I am a Nikon gear user. I have a D90 + SB600 speedlight. I often use my speedlight off camera thanks to nikon CLS system.
Sometimes I would like to have another speedlight (for let's say hairlight), so I thought of "renting" my father's canon flash (420EX).

So I found this cheap little device: Seagull Remote Slave Trigger for Digital Camera SYK-5 - Free Shipping - DealExtremeIf I put the Canon speedlight on this optical trigger, it will fire the flash when it "sees" the flash from the Nikon speedlight, right?
Do you think this could work? =)

BTW: Can you manually set flash power on the Canon 420EX? I cannot find any buttons... =P

Thanks for your help! =)


----------



## Big Mike (Jan 4, 2012)

First, yes you could use that optical slave to trigger a remote flash like the 420EX.  But, you have to realize that the CLS system uses pre-flashes before the exposure, and the first pre-flash will trigger the slave and the 420 wouldn't be able to fire again for the exposure.  The only way it would work, is if you had your camera's flash in manual mode (no preflash), but that probably means that you couldn't trigger your SB600.

And no, you can't manual set the power on the 420EX.  If it's used off-camera, it will fire at full power every time.


----------



## Primoz (Jan 4, 2012)

So I could by two optical triggers
and install both of my speedlights on the optical triggers. Then Canon at full power would be my main light and Nikon at reduced power fill or hair light...

But on second thought I will probably set these 20$ aside and look into a used Nikon speedlight with CLS  Will probably save some frustration in case the whole thing doesn't work as it should...


----------



## Big Mike (Jan 4, 2012)

The 420EX is a pain in the @ss for off-camera flash, because it doesn't have manually adjustable power.  So yes, I'd suggest you forget about it and stick with your Nikon gear.
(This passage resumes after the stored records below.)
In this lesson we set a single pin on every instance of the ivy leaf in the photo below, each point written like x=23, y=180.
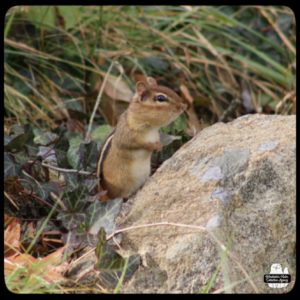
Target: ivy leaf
x=44, y=138
x=17, y=143
x=107, y=258
x=72, y=153
x=10, y=167
x=88, y=155
x=61, y=148
x=71, y=220
x=75, y=199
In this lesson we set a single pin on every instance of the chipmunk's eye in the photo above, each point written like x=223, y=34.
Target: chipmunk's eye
x=161, y=98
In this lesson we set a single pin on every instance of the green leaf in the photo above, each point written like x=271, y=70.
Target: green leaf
x=107, y=258
x=73, y=151
x=88, y=155
x=10, y=167
x=75, y=199
x=61, y=148
x=71, y=220
x=43, y=138
x=70, y=14
x=20, y=141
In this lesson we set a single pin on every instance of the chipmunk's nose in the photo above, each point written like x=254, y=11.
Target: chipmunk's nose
x=182, y=106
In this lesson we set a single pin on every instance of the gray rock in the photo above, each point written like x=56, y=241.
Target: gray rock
x=236, y=182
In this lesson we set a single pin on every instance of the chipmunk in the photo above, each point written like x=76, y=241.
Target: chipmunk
x=125, y=158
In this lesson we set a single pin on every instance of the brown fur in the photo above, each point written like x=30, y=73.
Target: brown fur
x=126, y=162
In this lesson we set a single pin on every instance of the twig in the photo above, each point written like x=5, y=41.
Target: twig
x=66, y=170
x=88, y=133
x=223, y=247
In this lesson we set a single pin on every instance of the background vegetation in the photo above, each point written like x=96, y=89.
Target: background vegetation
x=226, y=60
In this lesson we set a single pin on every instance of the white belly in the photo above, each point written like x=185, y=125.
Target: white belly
x=140, y=168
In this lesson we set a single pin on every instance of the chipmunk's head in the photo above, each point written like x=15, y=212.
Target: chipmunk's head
x=156, y=104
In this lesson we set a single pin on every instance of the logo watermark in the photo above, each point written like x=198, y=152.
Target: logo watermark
x=277, y=278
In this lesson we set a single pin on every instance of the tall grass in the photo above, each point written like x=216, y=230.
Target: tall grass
x=53, y=54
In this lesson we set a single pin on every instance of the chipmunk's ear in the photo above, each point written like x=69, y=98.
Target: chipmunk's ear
x=151, y=81
x=140, y=87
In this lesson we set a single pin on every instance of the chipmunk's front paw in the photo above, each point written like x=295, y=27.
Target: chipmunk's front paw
x=157, y=146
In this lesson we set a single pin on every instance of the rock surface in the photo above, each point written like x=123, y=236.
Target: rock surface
x=237, y=182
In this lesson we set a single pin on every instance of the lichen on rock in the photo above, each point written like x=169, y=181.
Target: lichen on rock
x=236, y=180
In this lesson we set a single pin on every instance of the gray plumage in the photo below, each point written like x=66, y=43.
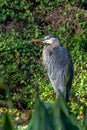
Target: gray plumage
x=59, y=65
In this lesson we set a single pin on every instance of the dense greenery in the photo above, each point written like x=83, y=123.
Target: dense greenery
x=20, y=60
x=47, y=116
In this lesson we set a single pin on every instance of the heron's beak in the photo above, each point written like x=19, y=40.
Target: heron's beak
x=37, y=40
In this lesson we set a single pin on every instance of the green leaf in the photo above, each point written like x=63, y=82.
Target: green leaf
x=7, y=122
x=40, y=119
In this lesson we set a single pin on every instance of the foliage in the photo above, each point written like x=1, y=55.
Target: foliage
x=20, y=60
x=46, y=116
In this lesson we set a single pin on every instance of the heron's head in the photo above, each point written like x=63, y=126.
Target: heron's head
x=49, y=39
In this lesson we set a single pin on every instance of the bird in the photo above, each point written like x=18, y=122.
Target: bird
x=58, y=63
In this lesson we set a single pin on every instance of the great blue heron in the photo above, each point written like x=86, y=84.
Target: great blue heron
x=58, y=63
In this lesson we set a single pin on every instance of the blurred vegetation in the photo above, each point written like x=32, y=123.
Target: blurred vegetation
x=47, y=116
x=21, y=60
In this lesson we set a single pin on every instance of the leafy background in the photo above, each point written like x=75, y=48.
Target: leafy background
x=21, y=69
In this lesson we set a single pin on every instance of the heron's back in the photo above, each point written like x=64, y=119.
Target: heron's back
x=59, y=66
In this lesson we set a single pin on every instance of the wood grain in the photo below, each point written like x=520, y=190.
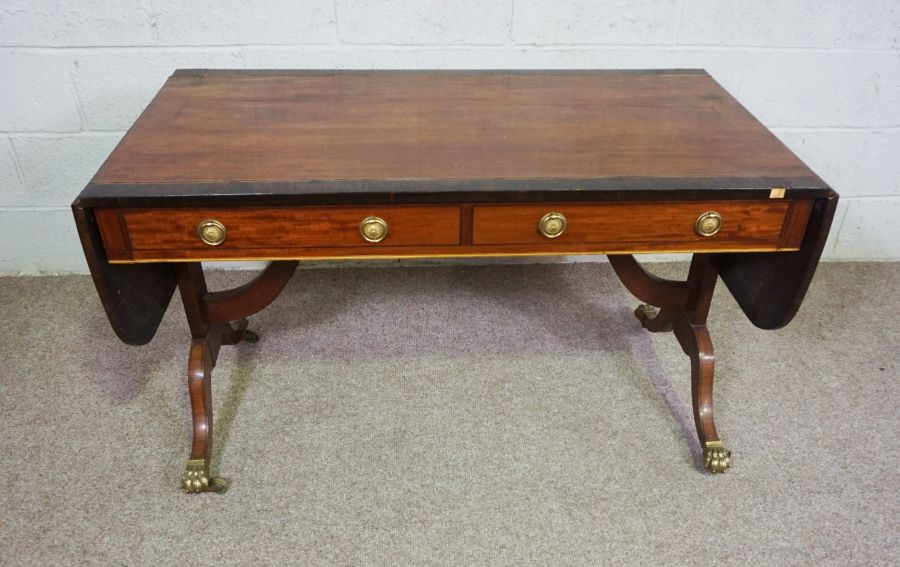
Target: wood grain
x=296, y=227
x=666, y=223
x=219, y=127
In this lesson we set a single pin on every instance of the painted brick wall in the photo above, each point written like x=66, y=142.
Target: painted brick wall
x=74, y=74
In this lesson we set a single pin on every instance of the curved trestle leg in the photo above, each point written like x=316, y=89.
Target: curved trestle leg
x=683, y=309
x=208, y=315
x=697, y=344
x=196, y=477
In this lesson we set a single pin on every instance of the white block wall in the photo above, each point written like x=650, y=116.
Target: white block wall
x=74, y=74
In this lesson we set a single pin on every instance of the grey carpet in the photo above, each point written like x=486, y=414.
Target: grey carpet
x=461, y=415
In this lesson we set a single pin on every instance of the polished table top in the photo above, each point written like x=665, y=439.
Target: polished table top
x=391, y=132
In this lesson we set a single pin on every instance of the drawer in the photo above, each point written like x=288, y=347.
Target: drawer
x=289, y=227
x=744, y=222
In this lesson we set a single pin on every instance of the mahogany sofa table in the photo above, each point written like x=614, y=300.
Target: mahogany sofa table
x=290, y=166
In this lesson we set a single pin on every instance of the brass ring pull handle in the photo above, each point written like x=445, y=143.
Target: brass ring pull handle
x=552, y=225
x=708, y=223
x=373, y=229
x=212, y=232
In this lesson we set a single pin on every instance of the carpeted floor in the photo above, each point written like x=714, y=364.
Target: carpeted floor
x=457, y=415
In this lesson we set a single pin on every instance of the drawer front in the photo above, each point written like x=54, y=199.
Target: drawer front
x=287, y=227
x=742, y=222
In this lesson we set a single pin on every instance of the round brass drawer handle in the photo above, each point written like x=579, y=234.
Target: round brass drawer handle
x=212, y=232
x=708, y=223
x=552, y=225
x=373, y=229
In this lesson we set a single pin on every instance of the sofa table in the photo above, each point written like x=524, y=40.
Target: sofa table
x=290, y=166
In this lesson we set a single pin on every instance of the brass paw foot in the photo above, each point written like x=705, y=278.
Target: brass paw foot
x=644, y=311
x=716, y=458
x=196, y=479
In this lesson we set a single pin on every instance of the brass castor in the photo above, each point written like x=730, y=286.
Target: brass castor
x=716, y=458
x=249, y=336
x=196, y=479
If you want to save money, forget about trying to use the CLS system.  Just get simple flashes (with manual control) then use cheap radio or optical triggers.  Everything will be manual, but that's is often preferable to auto TTL metering because it's consistent.


----------



## Primoz (Jan 4, 2012)

Would you suggest any particular simple flashes and radio triggers worth spending money on? =)


----------



## Big Mike (Jan 4, 2012)

This one looks pretty good. Cactus Wireless Flash Trigger Set V4 - Gadget Infinity
I don't know much about this flash, but the price looks good Yongnuo Manual Flash YN460-II - Gadget Infinity


----------